普段は忘れているが、私は身長151cmとかなり小柄な部類に入る。ちなみにBMIも20以下なので相当小さい。次世代型のコンパクトボディだ。
その分志と態度は大きくわりと集団では一番えらそうにしているので自分自身まったく気にしていなかったのだが、そういえば大柄な男性社員に摘み上げられてみたりたかいたかいされてみたり体当たりされて弾き飛ばされてみたりと、コミュニケーションの一環として慣らされていたが考えてみれば小柄ゆえのかわいそうな目に遭っているじゃないか。なぜ気づかなかったんだオレ。
GW明けぐらいから自分保護活動でも始めよう。


さっさとGWに入った恋人はご機嫌で、今日は天気も良いことだからと温泉やら海やら山やらと、あちこちドライブに連れて行ってくれた。
標識を見て思いつきで行ってみた、加太という狭い岬の町。

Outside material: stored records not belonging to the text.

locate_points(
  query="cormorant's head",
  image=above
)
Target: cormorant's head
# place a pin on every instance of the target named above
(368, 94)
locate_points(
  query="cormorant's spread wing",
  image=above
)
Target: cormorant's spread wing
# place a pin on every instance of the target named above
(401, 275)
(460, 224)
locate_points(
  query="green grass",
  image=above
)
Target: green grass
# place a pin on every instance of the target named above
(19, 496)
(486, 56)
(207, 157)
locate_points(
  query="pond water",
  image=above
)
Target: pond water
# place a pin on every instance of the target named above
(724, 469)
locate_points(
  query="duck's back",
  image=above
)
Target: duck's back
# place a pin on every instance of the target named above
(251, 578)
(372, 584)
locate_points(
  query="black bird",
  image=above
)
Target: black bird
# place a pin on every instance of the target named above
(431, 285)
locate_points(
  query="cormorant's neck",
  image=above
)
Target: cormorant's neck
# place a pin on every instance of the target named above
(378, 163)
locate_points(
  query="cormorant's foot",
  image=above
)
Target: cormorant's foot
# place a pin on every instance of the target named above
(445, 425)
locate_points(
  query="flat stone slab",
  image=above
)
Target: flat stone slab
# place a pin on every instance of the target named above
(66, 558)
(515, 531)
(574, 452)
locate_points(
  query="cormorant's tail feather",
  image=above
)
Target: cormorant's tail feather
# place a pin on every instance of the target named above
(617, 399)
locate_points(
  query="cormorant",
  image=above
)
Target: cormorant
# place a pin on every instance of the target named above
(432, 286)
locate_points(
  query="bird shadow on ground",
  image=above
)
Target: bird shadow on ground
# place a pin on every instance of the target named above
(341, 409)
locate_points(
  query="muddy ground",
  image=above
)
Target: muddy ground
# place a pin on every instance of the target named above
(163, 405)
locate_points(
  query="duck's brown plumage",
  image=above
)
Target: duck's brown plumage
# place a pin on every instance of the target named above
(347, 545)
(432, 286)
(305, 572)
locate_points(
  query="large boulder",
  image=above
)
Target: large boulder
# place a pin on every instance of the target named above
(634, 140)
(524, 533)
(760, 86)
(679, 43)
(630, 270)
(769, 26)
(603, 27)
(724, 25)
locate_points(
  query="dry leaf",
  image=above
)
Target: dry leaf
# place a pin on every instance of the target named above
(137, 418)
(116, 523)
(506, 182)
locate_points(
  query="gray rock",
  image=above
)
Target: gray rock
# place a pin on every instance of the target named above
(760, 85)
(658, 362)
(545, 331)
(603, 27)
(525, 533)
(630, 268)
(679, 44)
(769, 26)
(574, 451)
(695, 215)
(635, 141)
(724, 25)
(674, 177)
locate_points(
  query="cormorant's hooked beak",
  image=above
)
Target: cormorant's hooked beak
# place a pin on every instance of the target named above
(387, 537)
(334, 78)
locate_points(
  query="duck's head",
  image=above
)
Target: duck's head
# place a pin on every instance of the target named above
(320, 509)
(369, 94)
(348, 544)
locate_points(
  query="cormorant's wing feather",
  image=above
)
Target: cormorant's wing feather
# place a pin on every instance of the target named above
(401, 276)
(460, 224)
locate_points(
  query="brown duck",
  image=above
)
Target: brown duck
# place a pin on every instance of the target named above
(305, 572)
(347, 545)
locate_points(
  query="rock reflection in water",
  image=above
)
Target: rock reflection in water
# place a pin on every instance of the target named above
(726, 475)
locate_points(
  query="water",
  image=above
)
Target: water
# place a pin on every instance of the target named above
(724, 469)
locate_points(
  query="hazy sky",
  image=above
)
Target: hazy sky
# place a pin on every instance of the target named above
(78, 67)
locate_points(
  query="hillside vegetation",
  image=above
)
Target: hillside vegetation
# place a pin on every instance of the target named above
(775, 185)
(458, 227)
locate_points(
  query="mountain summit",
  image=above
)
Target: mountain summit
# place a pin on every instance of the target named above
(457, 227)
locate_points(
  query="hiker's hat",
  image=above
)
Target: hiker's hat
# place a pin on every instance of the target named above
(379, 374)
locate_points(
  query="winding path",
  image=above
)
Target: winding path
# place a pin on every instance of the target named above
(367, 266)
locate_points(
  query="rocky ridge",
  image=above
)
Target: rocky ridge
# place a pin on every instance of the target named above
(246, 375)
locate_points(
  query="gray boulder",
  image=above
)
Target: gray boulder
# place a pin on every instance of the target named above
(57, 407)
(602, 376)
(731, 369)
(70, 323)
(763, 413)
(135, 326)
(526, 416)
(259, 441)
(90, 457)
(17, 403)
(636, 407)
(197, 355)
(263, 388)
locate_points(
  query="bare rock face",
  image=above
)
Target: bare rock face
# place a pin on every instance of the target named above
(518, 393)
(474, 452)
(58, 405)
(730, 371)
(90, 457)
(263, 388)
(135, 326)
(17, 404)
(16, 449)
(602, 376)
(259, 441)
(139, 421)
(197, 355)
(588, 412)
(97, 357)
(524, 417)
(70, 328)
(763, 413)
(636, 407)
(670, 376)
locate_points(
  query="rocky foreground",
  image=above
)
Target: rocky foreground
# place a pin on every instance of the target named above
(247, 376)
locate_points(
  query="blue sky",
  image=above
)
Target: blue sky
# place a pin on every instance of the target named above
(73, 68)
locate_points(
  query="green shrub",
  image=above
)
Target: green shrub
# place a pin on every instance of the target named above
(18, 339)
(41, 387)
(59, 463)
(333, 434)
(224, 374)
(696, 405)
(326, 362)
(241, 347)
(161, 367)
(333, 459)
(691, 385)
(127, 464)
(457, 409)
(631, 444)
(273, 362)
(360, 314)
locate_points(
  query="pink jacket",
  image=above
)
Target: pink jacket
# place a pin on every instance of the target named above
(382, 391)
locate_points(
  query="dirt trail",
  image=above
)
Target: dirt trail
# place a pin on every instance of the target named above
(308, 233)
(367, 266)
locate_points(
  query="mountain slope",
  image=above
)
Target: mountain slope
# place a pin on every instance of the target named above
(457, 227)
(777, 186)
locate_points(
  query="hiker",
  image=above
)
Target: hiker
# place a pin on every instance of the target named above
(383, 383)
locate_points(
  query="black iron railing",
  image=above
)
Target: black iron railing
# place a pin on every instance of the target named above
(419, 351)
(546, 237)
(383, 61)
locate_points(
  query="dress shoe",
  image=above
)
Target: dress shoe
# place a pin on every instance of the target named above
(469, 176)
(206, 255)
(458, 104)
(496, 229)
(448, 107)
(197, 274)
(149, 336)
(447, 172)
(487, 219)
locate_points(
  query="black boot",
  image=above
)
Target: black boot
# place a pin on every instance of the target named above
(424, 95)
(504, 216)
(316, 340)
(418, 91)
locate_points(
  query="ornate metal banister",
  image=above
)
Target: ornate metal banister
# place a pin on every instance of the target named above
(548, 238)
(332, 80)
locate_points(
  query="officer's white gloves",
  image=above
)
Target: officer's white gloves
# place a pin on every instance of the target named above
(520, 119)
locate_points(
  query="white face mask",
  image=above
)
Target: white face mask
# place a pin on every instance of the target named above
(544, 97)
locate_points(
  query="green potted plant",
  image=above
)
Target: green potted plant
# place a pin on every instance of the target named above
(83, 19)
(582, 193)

古い神社と迫る森が、江ノ島を思わせて懐かしい。鳥居前の古い土産物屋の食堂で、恋人は旬の鯵の刺身、私は焼き貝の定食を。名物の海苔や茎わかめを使った小鉢も煮物もきちんと美味しくて、私は久しぶりに食べた生鯵の味にちょっと感動してみたり。子供の頃から生魚は食べられないが、小田原で育ったため鯵のたたきだけは食べていた。魚オンチなので美味しいかどうかはわからないのだけれど、郷愁を誘う味だ。
食後、流し雛で有名な淡島神社に参り、納められた人形の数々を珍しく覗き込み、そこに宿るものを想ってみたりした。



社長が解任されて、一週間経つ。
会社は動いていくものだし、仕事は代わらず続いていく。業績もきっと、このまま回復していくのだろう。会社の形を、少しずつ変えながら。
恐れも不安も特にない。ただ、いないことが寂しいだけだ。
出張で来ることもないし、アポの合間の暇つぶしにおしゃべりの相手をすることもない。これからさまざまな社内行事でも、その姿はもうない。個人的なつながりは保てているが、私は私の仕事があの人に褒められることが何より嬉しかったのだ。
モチベーションは自分で保て。そう言われてきた。
明日は月末だ。忙しい締め日だ。